Reviewed-by: Paul Dale <pauli@openssl.org>
Reviewed-by: Tomas Mraz <tomas@openssl.org>
(Merged from https://github.com/openssl/openssl/pull/18399)

diff --git a/crypto/rsa/rsa_ameth.c b/crypto/rsa/rsa_ameth.c
index 5195f673c6e57dd8541f2ccc777fb48799563522..bd32700599ccebb6d89a1e55e375e089595e8c00 100644 (file)

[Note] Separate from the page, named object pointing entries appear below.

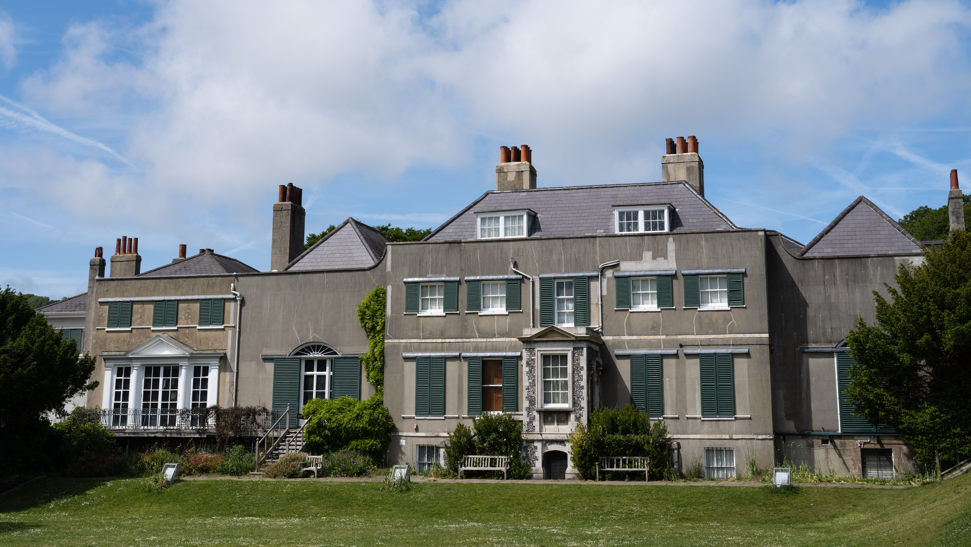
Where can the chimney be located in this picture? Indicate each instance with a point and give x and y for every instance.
(683, 163)
(288, 227)
(515, 170)
(126, 261)
(955, 204)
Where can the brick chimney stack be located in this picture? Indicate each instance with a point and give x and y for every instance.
(515, 170)
(288, 227)
(682, 162)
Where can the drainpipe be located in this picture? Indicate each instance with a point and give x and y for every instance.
(239, 304)
(512, 265)
(600, 296)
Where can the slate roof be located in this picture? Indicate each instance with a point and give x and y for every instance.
(350, 245)
(581, 210)
(75, 304)
(201, 264)
(862, 229)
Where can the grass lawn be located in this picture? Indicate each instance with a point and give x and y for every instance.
(220, 512)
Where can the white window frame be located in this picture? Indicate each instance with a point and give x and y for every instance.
(502, 216)
(654, 292)
(719, 306)
(440, 297)
(641, 218)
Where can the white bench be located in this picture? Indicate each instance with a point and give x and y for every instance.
(485, 463)
(624, 463)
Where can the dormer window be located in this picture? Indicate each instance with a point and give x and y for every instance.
(502, 224)
(644, 218)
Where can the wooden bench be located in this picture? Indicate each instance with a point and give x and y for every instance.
(624, 463)
(312, 464)
(485, 463)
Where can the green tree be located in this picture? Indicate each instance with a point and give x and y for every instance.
(912, 369)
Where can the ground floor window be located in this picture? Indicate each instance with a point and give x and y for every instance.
(719, 463)
(427, 457)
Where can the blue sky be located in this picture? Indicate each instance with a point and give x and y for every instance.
(174, 122)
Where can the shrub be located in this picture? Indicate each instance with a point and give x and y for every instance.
(347, 425)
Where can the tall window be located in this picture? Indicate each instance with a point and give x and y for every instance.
(160, 396)
(643, 292)
(119, 401)
(564, 303)
(432, 298)
(714, 291)
(556, 383)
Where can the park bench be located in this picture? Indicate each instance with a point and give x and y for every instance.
(624, 463)
(485, 463)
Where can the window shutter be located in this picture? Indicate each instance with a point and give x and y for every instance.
(514, 301)
(709, 391)
(547, 315)
(622, 288)
(411, 297)
(473, 296)
(347, 377)
(216, 314)
(637, 384)
(654, 382)
(726, 384)
(581, 301)
(158, 313)
(421, 386)
(451, 303)
(205, 312)
(510, 384)
(436, 387)
(665, 292)
(692, 294)
(475, 386)
(286, 382)
(736, 290)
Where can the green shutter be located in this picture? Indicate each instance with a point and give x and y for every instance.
(286, 388)
(692, 294)
(510, 384)
(514, 301)
(421, 386)
(725, 378)
(709, 389)
(736, 290)
(475, 386)
(411, 297)
(638, 391)
(581, 301)
(216, 315)
(451, 303)
(547, 314)
(436, 387)
(347, 377)
(665, 292)
(654, 381)
(622, 289)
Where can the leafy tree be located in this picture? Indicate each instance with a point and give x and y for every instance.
(39, 371)
(912, 369)
(926, 223)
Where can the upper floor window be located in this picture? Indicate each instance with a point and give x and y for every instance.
(648, 218)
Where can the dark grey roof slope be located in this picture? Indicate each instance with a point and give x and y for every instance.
(581, 210)
(348, 246)
(75, 304)
(201, 264)
(862, 229)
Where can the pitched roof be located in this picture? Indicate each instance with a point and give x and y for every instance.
(350, 245)
(862, 229)
(75, 304)
(201, 264)
(581, 210)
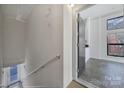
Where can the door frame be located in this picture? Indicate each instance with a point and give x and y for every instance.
(75, 12)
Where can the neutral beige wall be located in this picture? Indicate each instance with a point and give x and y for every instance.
(1, 49)
(67, 46)
(44, 34)
(13, 41)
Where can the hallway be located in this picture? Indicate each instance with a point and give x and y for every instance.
(103, 73)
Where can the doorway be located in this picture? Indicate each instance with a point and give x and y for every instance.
(96, 67)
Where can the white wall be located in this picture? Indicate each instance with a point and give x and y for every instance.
(1, 60)
(67, 40)
(45, 37)
(13, 41)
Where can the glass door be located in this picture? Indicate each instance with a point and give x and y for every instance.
(81, 45)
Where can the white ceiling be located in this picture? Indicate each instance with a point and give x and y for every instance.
(18, 11)
(100, 10)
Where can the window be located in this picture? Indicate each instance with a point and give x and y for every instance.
(13, 73)
(115, 44)
(115, 23)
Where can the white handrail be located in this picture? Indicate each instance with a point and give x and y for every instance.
(42, 66)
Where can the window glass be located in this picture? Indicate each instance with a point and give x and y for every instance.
(115, 23)
(13, 73)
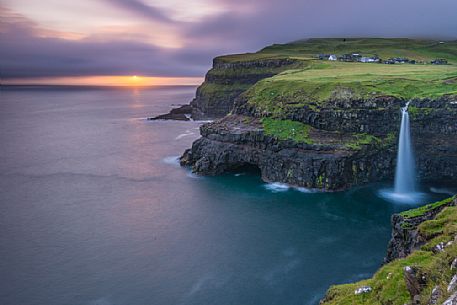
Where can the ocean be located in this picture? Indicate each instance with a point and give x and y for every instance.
(95, 210)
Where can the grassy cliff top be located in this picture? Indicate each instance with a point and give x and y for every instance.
(314, 81)
(388, 284)
(324, 80)
(421, 50)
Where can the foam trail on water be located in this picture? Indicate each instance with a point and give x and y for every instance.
(172, 160)
(276, 187)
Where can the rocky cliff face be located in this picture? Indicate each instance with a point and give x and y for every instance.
(228, 79)
(332, 159)
(422, 267)
(238, 141)
(406, 236)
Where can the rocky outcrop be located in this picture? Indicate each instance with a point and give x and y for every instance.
(238, 141)
(406, 237)
(424, 276)
(229, 78)
(182, 113)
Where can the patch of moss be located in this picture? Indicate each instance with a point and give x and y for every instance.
(388, 284)
(424, 209)
(416, 111)
(287, 130)
(361, 140)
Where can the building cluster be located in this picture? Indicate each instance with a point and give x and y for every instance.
(356, 57)
(439, 61)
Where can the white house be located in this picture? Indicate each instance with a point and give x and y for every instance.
(368, 59)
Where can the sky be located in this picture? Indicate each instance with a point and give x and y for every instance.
(143, 42)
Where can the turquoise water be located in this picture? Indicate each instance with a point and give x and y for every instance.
(95, 210)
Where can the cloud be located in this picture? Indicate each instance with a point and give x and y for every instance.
(139, 8)
(31, 49)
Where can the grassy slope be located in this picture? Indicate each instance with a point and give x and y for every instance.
(388, 283)
(424, 50)
(317, 81)
(312, 82)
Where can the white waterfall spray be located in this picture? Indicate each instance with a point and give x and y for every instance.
(405, 174)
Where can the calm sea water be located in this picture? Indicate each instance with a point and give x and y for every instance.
(96, 211)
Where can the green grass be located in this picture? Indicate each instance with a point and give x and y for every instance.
(314, 85)
(421, 50)
(311, 82)
(361, 140)
(424, 209)
(287, 130)
(388, 282)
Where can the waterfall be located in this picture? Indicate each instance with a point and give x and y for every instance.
(405, 173)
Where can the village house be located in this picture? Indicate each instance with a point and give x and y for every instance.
(439, 61)
(369, 59)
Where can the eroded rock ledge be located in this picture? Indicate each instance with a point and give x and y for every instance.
(422, 262)
(335, 157)
(328, 163)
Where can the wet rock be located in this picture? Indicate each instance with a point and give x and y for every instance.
(362, 290)
(182, 113)
(414, 280)
(405, 236)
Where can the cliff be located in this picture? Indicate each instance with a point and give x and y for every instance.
(232, 75)
(422, 267)
(330, 125)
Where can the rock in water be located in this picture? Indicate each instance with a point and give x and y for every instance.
(182, 113)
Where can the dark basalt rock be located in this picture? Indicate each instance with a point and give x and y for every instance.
(233, 78)
(181, 114)
(405, 236)
(238, 141)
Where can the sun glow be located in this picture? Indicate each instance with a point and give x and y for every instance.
(117, 81)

--- a/crypto/rsa/rsa_ameth.c
+++ b/crypto/rsa/rsa_ameth.c
@@ -454,7 +454,7 @@ static RSA_PSS_PARAMS *rsa_ctx_to_pss(EVP_PKEY_CTX *pkctx)
         return NULL;
     if (EVP_PKEY_CTX_get_rsa_mgf1_md(pkctx, &mgf1md) <= 0)
         return NULL;
-    if (!EVP_PKEY_CTX_get_rsa_pss_saltlen(pkctx, &saltlen))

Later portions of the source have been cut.